No era difícil encontrar la pista de Thor. Cuantas veces se había detenido para desafiar dirigiendo un rugido a sus enemigos, quedó una mancha roja en la tierra. Y a partir de entonces, hasta llegar a la cima, no tuvieron dificultad alguna en seguir el camino que les indicaban las gotas de sangre. Al descender por el lado opuesto hallaron señales evidentes de que Thor se había parado tres veces, y en cada una encontraron una mancha de sangre mayor.
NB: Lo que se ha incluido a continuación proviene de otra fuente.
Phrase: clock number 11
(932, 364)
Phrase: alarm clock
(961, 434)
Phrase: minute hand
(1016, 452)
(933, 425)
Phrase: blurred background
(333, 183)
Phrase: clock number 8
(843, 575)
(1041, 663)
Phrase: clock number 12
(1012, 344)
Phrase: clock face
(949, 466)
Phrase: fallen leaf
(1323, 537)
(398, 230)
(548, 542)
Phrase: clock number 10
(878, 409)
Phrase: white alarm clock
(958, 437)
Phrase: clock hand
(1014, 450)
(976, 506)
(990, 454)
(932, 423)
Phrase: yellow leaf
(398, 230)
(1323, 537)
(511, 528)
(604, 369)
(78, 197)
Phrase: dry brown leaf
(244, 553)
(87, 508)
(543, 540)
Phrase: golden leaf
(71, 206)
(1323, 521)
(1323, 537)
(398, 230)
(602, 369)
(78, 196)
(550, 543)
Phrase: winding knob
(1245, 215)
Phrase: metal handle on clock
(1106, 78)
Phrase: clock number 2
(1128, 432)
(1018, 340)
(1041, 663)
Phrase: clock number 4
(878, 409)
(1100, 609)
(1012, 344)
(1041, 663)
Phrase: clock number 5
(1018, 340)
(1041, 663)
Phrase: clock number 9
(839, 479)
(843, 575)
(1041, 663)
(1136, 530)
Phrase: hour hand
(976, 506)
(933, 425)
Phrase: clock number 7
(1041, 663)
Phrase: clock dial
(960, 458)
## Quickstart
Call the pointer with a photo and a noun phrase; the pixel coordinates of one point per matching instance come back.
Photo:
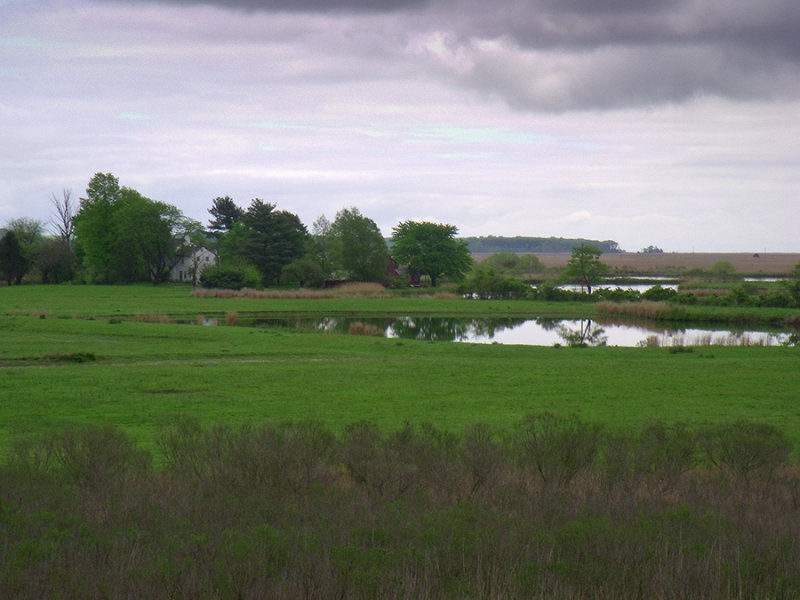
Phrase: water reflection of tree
(449, 328)
(585, 333)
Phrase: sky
(673, 123)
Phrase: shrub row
(551, 508)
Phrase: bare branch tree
(62, 219)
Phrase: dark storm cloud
(575, 54)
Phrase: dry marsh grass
(359, 328)
(347, 290)
(151, 318)
(744, 262)
(550, 508)
(646, 309)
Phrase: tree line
(117, 235)
(493, 244)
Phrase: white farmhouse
(192, 266)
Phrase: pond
(532, 332)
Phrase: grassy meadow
(116, 355)
(144, 455)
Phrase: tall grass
(295, 511)
(346, 290)
(646, 309)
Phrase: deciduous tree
(431, 249)
(13, 263)
(358, 246)
(584, 267)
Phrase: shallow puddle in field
(532, 332)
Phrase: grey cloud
(582, 54)
(303, 6)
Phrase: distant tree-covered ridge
(492, 244)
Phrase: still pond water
(533, 332)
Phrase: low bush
(229, 279)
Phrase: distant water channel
(532, 332)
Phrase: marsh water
(532, 332)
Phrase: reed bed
(550, 508)
(709, 339)
(359, 328)
(347, 290)
(646, 309)
(151, 318)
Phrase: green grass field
(147, 374)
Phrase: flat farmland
(776, 264)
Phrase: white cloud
(643, 125)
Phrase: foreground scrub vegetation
(548, 507)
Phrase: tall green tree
(226, 213)
(94, 226)
(157, 234)
(320, 245)
(13, 263)
(268, 239)
(584, 267)
(126, 237)
(431, 249)
(358, 247)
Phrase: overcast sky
(666, 122)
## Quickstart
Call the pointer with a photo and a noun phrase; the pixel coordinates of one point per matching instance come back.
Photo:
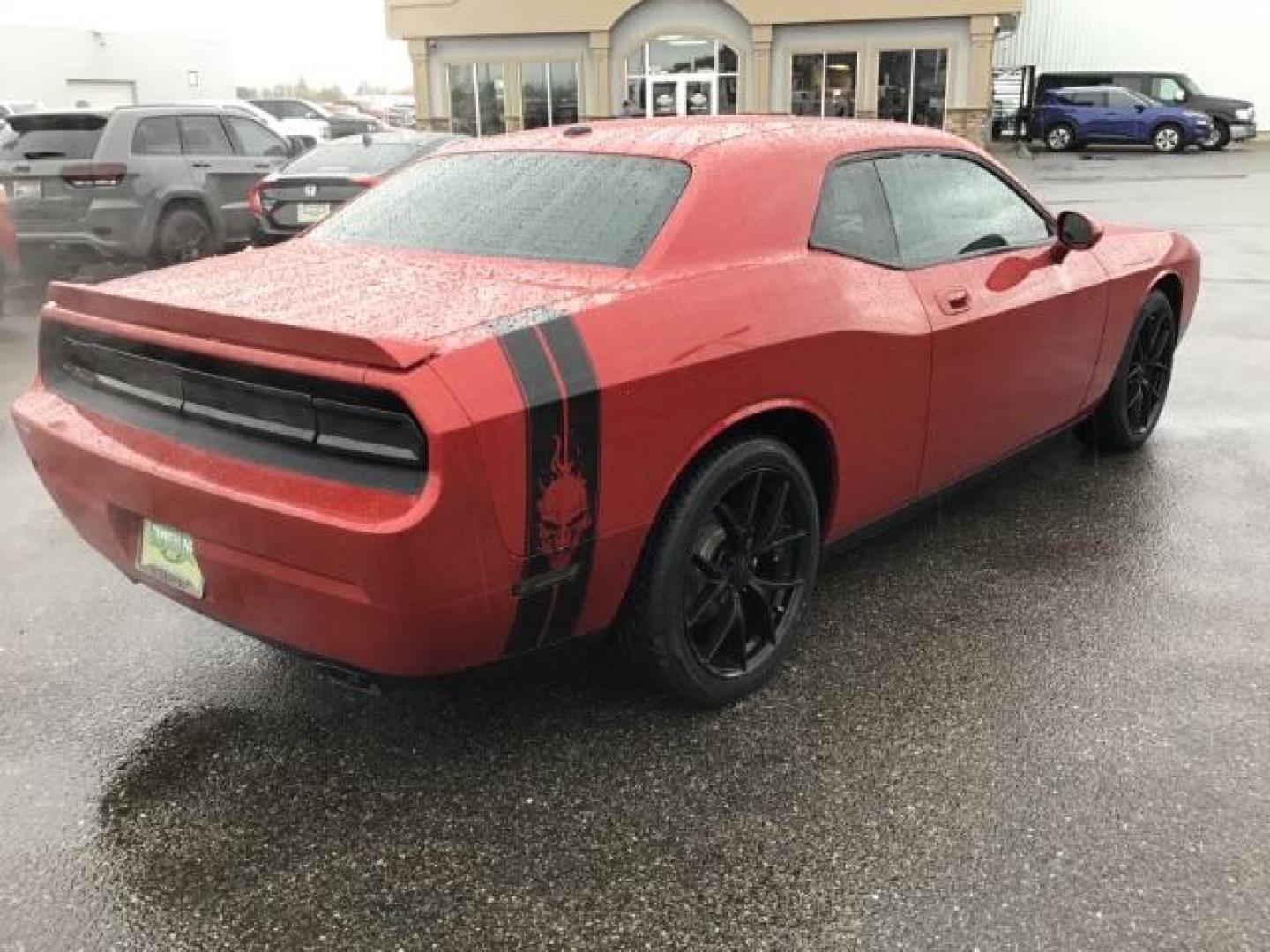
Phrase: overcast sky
(272, 41)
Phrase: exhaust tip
(351, 680)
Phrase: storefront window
(478, 100)
(912, 86)
(680, 75)
(549, 93)
(823, 84)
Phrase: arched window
(683, 75)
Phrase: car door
(225, 175)
(1016, 326)
(1123, 115)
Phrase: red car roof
(684, 138)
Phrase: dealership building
(488, 66)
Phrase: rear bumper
(387, 583)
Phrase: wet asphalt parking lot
(1035, 718)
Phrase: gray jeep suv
(161, 184)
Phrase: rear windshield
(553, 206)
(72, 136)
(355, 156)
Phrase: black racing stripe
(583, 395)
(542, 418)
(562, 475)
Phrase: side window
(204, 135)
(1166, 89)
(254, 138)
(946, 207)
(852, 217)
(156, 136)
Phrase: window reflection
(478, 100)
(823, 84)
(912, 86)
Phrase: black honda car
(310, 188)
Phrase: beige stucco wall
(600, 34)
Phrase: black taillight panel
(319, 427)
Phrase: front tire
(1128, 414)
(1169, 138)
(1218, 138)
(183, 235)
(727, 576)
(1059, 138)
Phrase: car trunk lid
(37, 152)
(371, 306)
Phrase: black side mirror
(1076, 233)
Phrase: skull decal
(564, 509)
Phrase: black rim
(1151, 367)
(187, 240)
(748, 573)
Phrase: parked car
(305, 121)
(163, 184)
(310, 188)
(1071, 118)
(1232, 120)
(355, 123)
(631, 375)
(16, 107)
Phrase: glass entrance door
(684, 95)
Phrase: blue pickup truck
(1079, 115)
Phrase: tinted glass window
(354, 156)
(51, 136)
(554, 206)
(156, 136)
(1166, 89)
(946, 207)
(852, 217)
(204, 135)
(254, 138)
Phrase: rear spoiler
(95, 301)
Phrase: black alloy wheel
(747, 574)
(1131, 410)
(184, 235)
(1151, 367)
(727, 574)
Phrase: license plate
(168, 555)
(310, 212)
(26, 188)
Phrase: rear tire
(1169, 138)
(1131, 409)
(727, 576)
(183, 235)
(1059, 138)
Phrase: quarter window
(549, 93)
(946, 207)
(156, 136)
(478, 100)
(852, 217)
(204, 135)
(1166, 89)
(823, 84)
(912, 86)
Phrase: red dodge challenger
(631, 376)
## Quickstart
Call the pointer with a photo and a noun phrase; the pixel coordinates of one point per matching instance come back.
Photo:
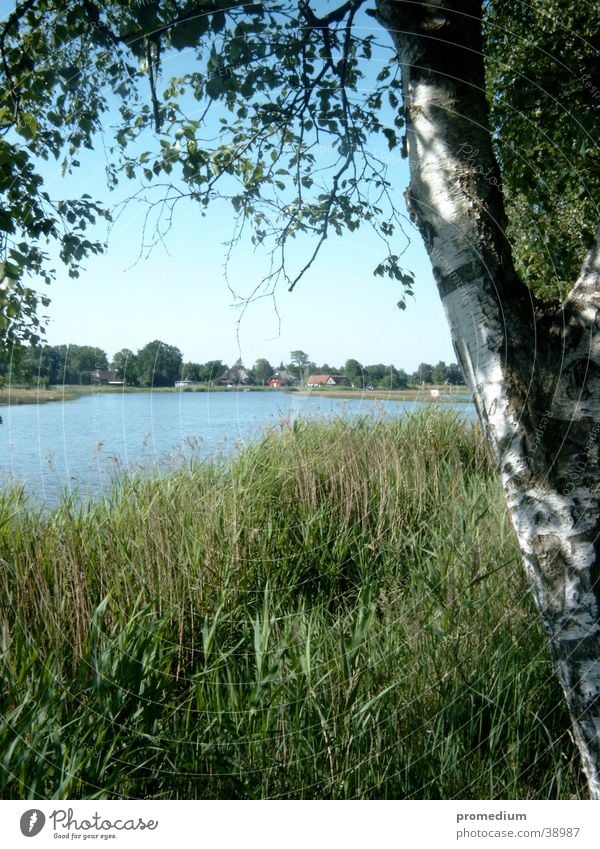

Cruzaron el bosque y llegaron al arroyo, y allí, en una faja de arena negra, descubrieron las huellas de las patas del oso. Bruce las examinó, y Langdon profirió una exclamación de asombro. Luego, sin que cruzaran palabra alguna, este último sacó del bolsillo una cinta métrica y se arrodilló junto a una de las señales.

—¡Treinta y ocho centímetros y medio! —exclamó sin convicción.

—Mide otra —le aconsejó Bruce.

—¡Treinta y nueve! —exclamó Langdon.

—Las huellas del mayor que he visto en mi vida medían treinta y seis centímetros —observó Bruce con expresión admirativa—. Lo matamos en Atabasca, y pasaba por ser el oso gris más grande de todos los cazados en la Columbia Inglesa. Jimmy —añadió—, ¡éste le gana!

Siguieron adelante y midieron nuevamente las huellas para comprobar sus dimensiones, viendo que no había variación sensible. De vez en cuando encontraban alguna manchita de sangre y a las diez aproximadamente llegaron al terreno arcilloso, en donde se revolcara Thor.

—Está bastante malherido —observó Bruce en voz baja—; ha estado echado aquí toda la noche.

Movidos por el mismo impulso, los dos examinaron el camino que tenían delante. Medio kilómetro más lejos, las montañas se aproximaban y formaban una oscura y tenebrosa garganta.

—Estaba bastante mal —dijo Bruce—. Tal vez haríamos mejor dejando aquí los caballos y avanzando solos. Es posible… que esté ahí dentro.

Ataron los caballos a unos cedros enanos y libraron a Disphan de su carga. Luego, con los rifles preparados, y los ojos y los oídos alerta, avanzaron cautelosamente hacia la oscura garganta.